The IRS, claiming it has exhausted all administrative remedies to collect overdue taxes from a Yorktown Heights couple, is demanding the sale of one of their properties to satisfy the obligation.
U.S. Attorney Damian Williams sued Phillip Liu and Ellen Chan-Liu on July 7 in U.S. District Court, White Plains, to recover $70,295 for the U.S. Treasury.
Liu, the former chief financial officer of Guild Concepts Ltd., a White Plains marketing company, has served time in federal prison for embezzling and misappropriating funds from an employee pension plan. And over the past 15 years the IRS has assessed him for millions of dollars in taxes and penalties, most of which appear to have been paid off.
The current case concerns unpaid taxes on income in 2009, the year he was released from prison. Liu, according to the complaint, underreported his income by $88,159. In 2012, the IRS assessed $38,948 in taxes and penalties.
The tax bite has grown to more than $70,295, but despite demands by the IRS, Liu and Chan-Liu, his wife, have allegedly neglected or refused to pay off the debt.
The feds’ proposed remedy is to compel the sale of a 3-bedroom condominium in Elmhurst, Queens that the couple bought in 1999 and rent to a son. The property is worth about $425,000, according to the complaint, and has a mortgage balance of $106,404.
The government is asking the court to declare that Liu’s interest in the property is subject to a valid federal tax lien, direct any current occupant to leave the property, order the condo to be sold by the U.S. Marshal, and apply Liu’s share of the proceeds to the tax debt.
Attempts to find contract information for the couple, to ask for their side of the story, failed.
Liu’s tax troubles appear to stem from the Guild Concepts embezzlement.
From 1998 through 2003, Liu didn’t deposit more than $351,000 in contributions to the pension plan, according to court records, and in 2003 he made unauthorized withdrawals of more than $996,000. In all, he deprived 52 employees of nearly $1.35 million in pension benefits.
Liu had emigrated as a child from Hong Kong, where the family had maintained a middle-class lifestyle in China, according to a 2005 sentencing memo by his attorney. But in the U.S. his parents struggled, and the family atmosphere was poisonous and abusive.

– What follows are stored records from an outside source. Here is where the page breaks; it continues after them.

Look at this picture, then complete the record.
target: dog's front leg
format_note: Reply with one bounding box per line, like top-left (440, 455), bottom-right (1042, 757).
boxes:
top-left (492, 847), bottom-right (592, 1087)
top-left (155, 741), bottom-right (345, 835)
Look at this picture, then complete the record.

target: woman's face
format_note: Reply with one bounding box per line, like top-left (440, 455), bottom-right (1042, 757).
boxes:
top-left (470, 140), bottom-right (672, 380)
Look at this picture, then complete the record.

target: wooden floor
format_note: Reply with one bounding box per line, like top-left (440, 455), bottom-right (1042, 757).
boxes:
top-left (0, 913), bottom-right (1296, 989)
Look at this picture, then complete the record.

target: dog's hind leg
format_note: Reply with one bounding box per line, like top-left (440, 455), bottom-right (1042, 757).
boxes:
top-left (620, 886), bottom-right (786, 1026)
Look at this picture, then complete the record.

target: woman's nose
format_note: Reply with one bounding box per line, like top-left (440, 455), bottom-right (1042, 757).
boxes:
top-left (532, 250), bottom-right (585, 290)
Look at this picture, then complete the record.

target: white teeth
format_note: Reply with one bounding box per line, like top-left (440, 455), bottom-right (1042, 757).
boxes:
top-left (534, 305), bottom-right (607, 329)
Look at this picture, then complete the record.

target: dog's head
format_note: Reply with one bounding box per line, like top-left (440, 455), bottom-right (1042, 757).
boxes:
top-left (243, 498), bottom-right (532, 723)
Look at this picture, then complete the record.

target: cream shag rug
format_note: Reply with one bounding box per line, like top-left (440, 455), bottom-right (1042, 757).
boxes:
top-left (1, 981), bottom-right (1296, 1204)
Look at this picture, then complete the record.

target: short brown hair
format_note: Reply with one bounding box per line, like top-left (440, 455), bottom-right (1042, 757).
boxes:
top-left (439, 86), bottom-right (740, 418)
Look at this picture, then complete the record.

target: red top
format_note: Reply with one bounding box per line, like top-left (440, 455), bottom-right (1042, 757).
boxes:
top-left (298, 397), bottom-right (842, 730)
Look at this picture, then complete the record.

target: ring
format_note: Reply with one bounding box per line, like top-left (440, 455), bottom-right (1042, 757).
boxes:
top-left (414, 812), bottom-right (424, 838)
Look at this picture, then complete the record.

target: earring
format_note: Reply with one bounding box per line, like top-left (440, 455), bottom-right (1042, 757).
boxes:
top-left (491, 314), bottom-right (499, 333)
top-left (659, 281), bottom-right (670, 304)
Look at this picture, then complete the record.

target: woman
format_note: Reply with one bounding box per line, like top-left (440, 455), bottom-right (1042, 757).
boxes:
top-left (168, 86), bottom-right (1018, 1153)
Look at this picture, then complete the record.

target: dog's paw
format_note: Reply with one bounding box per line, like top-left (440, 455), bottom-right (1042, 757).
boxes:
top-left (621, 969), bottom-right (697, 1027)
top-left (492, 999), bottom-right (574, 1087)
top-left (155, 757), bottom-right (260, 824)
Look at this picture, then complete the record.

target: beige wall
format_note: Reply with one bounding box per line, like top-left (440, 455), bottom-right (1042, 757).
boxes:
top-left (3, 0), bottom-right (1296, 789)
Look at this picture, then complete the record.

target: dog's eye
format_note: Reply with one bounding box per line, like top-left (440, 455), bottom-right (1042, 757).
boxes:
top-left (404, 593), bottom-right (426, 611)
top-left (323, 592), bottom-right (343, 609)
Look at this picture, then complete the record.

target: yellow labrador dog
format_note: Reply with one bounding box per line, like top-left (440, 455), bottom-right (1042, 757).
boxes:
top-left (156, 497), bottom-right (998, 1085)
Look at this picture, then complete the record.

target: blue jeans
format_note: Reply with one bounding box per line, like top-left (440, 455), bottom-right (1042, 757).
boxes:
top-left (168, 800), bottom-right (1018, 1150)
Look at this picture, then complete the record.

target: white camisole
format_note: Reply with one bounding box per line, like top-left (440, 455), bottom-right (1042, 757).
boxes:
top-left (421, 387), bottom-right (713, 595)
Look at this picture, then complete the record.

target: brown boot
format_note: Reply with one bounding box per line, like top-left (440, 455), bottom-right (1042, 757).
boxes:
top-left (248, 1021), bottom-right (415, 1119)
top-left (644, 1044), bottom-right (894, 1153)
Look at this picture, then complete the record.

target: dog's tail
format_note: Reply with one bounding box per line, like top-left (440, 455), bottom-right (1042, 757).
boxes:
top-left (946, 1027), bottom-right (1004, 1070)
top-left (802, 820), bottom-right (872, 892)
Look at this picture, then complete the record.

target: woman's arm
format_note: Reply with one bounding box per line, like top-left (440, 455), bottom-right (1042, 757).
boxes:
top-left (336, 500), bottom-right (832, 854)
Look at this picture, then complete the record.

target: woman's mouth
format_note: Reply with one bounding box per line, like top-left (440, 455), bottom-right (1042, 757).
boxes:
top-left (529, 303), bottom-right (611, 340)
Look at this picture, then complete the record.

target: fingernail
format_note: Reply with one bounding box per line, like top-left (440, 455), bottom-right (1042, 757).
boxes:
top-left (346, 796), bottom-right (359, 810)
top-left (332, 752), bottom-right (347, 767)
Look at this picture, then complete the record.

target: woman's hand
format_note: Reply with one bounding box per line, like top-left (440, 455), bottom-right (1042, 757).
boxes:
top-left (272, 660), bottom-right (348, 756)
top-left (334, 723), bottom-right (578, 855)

Liu diverted pension funds to cover Guild Concepts payroll taxes and operating costs, according to his lawyer. But he also gambled to escape stress. From 2002 through 2004, for example, he lost $454,105 gambling at Mohegan sun Casino in Uncasville, Connecticut.
In 2004, he pleaded guilty to theft from the pension plan and to issuing fraudulent quarterly reports. In 2005 he was sentenced to 57 months in prison.
In 2007, the IRS assessed Liu for more than $1.3 million for failure to collect employment taxes. By January 2020, the debt had been reduced to about $436,000.
In 2019, he was assessed more than $2.1 million for employee benefit plan excise taxes. Last year, the IRS released that tax lien.